Talk Show Host
MIlls Crenshaw, has been in talk radio for 50 years. He believes that the voice of freedom should be heard. His show’s discussion changes almost daily, and he looks forward to discussing everything that’s topical with a local perspective
Thanks to his long career in talk radio, Mills seen and heard the effects of the issues and events that have impacted the nation through the decades. In November of 1987, when he was with AM 630, Utah’s politicians were forcing the state through a $386 million tax increase and had all of the television stations and newspapers behind them.
“I got a phone call from a little old lady and she broke down and started to cry,” Crenshaw said. “One of the things I’ve learned in the decades I’ve been on the air is there are times when you just shut up and listen.
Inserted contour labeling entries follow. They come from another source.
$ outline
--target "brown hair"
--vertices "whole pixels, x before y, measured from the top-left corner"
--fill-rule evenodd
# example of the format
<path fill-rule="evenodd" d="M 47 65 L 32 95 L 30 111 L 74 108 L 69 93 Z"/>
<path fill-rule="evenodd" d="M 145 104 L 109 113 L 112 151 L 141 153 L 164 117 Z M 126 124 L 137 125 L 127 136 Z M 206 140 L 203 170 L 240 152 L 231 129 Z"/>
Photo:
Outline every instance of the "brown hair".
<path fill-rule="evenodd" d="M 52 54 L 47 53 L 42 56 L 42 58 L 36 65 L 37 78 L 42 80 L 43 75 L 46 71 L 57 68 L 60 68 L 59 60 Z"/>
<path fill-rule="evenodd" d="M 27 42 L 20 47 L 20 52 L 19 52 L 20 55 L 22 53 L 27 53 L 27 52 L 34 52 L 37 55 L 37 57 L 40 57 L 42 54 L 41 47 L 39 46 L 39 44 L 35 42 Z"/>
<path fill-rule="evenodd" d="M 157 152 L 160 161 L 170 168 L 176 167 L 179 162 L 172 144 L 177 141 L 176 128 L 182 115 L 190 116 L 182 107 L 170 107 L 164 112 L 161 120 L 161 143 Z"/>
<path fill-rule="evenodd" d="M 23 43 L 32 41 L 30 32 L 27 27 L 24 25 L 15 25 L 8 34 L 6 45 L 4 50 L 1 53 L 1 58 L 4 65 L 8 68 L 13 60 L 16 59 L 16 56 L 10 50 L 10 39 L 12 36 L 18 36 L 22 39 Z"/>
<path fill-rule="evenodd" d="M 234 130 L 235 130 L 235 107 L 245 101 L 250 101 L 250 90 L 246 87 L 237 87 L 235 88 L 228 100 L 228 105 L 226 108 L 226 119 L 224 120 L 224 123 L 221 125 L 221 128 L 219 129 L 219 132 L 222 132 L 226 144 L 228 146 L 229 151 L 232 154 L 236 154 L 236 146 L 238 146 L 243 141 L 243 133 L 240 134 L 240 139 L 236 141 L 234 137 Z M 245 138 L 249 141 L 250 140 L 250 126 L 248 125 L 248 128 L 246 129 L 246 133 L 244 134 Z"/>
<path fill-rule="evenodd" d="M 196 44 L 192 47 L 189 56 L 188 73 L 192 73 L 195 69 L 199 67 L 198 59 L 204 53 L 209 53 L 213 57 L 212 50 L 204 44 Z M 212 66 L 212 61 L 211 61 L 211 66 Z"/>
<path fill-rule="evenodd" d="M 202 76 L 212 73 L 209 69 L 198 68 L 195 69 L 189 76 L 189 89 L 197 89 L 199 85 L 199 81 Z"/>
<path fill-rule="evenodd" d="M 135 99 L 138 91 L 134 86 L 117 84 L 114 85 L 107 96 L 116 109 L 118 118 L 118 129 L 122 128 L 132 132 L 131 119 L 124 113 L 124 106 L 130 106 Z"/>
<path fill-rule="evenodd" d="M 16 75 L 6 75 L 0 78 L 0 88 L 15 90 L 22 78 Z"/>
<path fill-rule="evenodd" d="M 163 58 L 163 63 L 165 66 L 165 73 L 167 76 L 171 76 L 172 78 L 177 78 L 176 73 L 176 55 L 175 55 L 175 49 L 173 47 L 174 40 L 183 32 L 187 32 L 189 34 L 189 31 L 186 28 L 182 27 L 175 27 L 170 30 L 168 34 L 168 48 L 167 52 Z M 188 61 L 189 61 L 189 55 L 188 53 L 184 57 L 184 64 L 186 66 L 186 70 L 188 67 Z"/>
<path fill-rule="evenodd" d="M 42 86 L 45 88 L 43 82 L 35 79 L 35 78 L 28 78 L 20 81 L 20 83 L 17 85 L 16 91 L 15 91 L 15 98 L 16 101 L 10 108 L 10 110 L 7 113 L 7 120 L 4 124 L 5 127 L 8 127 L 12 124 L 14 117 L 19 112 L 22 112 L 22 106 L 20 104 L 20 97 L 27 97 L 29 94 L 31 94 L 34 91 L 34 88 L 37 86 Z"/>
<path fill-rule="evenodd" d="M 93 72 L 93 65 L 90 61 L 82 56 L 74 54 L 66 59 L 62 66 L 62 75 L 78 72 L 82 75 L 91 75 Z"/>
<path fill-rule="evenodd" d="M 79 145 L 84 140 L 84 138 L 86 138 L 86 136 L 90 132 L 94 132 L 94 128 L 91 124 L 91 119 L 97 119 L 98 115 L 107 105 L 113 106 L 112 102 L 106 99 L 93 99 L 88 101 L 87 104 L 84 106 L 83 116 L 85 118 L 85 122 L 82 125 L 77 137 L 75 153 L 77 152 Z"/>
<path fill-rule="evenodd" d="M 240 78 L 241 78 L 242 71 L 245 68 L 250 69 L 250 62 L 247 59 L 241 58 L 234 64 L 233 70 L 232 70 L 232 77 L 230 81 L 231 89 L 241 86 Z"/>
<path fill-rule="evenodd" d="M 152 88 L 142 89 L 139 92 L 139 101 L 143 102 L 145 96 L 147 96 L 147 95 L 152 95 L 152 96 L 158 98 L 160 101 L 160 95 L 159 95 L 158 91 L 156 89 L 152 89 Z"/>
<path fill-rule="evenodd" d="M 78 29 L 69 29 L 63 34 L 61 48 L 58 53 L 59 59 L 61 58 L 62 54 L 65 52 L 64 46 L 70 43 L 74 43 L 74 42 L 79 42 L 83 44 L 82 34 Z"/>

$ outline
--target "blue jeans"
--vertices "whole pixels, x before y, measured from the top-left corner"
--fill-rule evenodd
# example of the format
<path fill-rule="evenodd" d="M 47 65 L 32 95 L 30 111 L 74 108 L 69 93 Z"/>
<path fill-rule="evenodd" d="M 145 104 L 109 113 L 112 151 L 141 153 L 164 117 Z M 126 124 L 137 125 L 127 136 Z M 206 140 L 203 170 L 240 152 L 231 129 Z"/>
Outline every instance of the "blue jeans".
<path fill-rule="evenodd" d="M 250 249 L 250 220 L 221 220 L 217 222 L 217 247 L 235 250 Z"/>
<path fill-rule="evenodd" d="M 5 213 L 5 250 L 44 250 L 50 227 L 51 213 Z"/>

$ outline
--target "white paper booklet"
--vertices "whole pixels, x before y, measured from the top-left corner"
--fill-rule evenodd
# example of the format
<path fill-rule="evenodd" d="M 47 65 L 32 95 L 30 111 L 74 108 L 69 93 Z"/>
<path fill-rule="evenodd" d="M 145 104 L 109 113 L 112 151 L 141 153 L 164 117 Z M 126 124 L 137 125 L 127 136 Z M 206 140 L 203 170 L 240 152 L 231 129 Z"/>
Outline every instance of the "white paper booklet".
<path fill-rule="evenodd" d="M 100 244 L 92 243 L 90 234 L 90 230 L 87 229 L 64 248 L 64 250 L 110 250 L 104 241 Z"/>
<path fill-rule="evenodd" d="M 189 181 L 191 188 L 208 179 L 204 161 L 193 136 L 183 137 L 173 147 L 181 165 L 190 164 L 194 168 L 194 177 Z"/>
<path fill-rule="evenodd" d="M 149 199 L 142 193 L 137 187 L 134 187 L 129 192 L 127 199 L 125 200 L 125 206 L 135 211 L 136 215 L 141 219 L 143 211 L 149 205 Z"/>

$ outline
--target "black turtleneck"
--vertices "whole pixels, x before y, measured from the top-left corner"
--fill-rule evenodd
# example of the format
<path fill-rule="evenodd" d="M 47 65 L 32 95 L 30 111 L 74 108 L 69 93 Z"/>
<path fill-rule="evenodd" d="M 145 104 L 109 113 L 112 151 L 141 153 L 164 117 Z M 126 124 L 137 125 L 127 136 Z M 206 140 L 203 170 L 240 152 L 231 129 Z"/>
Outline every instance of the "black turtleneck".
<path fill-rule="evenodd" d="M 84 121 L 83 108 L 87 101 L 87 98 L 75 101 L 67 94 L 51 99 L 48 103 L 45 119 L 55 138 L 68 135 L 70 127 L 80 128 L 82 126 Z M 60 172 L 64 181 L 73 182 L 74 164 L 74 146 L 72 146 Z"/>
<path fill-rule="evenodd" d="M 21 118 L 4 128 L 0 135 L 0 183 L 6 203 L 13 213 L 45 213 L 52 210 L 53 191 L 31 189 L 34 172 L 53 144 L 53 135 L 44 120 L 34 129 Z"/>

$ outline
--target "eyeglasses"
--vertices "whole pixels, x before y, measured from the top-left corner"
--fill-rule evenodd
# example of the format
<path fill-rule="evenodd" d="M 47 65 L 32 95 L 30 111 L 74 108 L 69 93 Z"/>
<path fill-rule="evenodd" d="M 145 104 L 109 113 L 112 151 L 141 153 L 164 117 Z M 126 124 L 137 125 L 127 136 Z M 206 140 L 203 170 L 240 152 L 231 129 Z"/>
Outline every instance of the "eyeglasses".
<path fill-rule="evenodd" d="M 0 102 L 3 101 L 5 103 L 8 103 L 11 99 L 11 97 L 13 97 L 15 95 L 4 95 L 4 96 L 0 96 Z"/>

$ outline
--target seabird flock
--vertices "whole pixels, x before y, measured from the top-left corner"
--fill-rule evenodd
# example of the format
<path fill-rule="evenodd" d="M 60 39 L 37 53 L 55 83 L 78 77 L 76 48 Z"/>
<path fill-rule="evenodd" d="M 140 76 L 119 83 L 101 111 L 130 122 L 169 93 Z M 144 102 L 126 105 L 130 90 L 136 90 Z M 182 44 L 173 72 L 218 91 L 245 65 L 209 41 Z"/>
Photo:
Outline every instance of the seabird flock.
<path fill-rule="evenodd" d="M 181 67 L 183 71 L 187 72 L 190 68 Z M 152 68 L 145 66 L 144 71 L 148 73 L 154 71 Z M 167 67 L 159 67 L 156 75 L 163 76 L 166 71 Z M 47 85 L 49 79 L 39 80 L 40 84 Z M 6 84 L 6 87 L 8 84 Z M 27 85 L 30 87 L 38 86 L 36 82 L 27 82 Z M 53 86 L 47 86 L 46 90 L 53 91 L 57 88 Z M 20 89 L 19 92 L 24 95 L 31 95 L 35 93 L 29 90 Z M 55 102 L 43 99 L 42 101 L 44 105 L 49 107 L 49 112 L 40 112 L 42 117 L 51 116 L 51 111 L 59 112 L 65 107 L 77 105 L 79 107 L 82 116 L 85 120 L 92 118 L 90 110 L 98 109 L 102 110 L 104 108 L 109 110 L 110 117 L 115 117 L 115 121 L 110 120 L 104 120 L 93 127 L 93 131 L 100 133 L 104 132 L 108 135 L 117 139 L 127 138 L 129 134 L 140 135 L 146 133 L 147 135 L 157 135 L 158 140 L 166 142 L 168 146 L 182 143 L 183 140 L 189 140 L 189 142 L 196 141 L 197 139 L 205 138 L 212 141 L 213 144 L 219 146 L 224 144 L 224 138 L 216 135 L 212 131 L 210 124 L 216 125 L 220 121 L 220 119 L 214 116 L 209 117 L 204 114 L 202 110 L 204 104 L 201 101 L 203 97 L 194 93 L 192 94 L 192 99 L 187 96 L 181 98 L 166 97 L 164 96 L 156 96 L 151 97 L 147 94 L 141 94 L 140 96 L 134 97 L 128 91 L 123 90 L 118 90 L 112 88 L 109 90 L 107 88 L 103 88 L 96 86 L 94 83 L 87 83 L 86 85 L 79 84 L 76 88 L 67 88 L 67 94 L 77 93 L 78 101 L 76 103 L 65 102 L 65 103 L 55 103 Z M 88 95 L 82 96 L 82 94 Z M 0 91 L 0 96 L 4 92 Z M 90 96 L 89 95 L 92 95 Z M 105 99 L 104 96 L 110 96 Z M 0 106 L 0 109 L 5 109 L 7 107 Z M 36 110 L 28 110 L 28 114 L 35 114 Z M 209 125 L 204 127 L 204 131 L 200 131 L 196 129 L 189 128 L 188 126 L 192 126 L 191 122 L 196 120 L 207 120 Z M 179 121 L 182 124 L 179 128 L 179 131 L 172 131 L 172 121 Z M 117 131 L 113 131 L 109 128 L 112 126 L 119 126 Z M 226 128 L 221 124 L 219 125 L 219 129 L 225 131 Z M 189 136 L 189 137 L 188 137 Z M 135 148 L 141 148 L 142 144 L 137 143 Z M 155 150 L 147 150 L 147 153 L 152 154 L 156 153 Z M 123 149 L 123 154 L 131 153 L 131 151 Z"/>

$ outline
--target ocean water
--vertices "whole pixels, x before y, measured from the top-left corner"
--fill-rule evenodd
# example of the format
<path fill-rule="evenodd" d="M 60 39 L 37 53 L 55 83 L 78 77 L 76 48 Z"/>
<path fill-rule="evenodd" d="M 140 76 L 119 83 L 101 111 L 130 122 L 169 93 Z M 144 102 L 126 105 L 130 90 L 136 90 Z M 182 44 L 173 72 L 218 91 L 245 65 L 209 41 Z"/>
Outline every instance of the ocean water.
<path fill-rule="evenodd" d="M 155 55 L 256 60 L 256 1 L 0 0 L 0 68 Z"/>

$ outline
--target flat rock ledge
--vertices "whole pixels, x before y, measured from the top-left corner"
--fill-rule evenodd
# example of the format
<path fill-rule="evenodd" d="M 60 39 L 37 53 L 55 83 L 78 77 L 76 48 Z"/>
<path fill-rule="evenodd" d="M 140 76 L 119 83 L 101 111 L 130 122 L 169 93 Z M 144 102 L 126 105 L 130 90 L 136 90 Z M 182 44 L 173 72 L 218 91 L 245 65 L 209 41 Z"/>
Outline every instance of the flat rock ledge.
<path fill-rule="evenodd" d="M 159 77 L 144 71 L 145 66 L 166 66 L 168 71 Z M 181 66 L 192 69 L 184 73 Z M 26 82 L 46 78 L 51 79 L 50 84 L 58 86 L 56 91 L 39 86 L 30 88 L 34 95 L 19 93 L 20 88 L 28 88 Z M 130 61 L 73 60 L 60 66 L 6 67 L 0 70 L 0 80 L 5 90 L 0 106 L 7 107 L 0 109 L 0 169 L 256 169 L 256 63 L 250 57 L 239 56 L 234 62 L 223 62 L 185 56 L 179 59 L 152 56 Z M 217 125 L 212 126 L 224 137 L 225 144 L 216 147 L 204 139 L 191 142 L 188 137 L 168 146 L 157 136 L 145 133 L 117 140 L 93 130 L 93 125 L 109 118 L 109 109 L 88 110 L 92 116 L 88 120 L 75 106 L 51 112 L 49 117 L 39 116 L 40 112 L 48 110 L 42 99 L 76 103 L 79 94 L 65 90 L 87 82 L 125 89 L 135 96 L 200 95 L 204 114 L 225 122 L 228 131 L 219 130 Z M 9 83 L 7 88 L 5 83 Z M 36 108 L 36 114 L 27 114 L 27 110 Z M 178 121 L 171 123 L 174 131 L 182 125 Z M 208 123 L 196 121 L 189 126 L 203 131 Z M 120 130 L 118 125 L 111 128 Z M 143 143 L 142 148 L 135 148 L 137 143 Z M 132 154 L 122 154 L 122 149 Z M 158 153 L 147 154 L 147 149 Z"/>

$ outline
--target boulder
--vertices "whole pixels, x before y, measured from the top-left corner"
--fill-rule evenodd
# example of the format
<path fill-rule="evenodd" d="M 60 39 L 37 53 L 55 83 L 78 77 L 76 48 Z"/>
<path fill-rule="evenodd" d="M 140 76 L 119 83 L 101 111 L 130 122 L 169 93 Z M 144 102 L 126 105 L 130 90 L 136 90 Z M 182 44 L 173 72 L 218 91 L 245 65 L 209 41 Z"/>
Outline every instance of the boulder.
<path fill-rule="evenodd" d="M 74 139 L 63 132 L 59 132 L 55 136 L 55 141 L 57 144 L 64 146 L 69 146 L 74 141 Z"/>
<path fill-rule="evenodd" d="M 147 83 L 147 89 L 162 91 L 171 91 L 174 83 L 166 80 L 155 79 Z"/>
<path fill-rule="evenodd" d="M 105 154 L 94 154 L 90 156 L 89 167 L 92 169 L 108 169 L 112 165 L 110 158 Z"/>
And I listened to her and when she got her voice again she said, ‘I don’t know what I’m going to do. Everyone is behind this tax increase and I don’t know how I’m going to buy food and pay my taxes at the same time.’ And I listened. And the phone lines lit up, and for two weeks, nobody wanted to talk about anything else.”
After a few weeks, Crenshaw invited his audience to go up to the state Capitol and voice their concerns.
“We had over 10,000 people show up and the audience was yelling, ‘No more taxes, no more taxes.’”
They didn’t succeed in killing the tax but were able to get it cut in half, he said. And along with that, he was able, with his audience, to show the public that the people have a voice.
“That’s what talk radio is all about,” Crenshaw said. “These are real people with real issues and real needs.”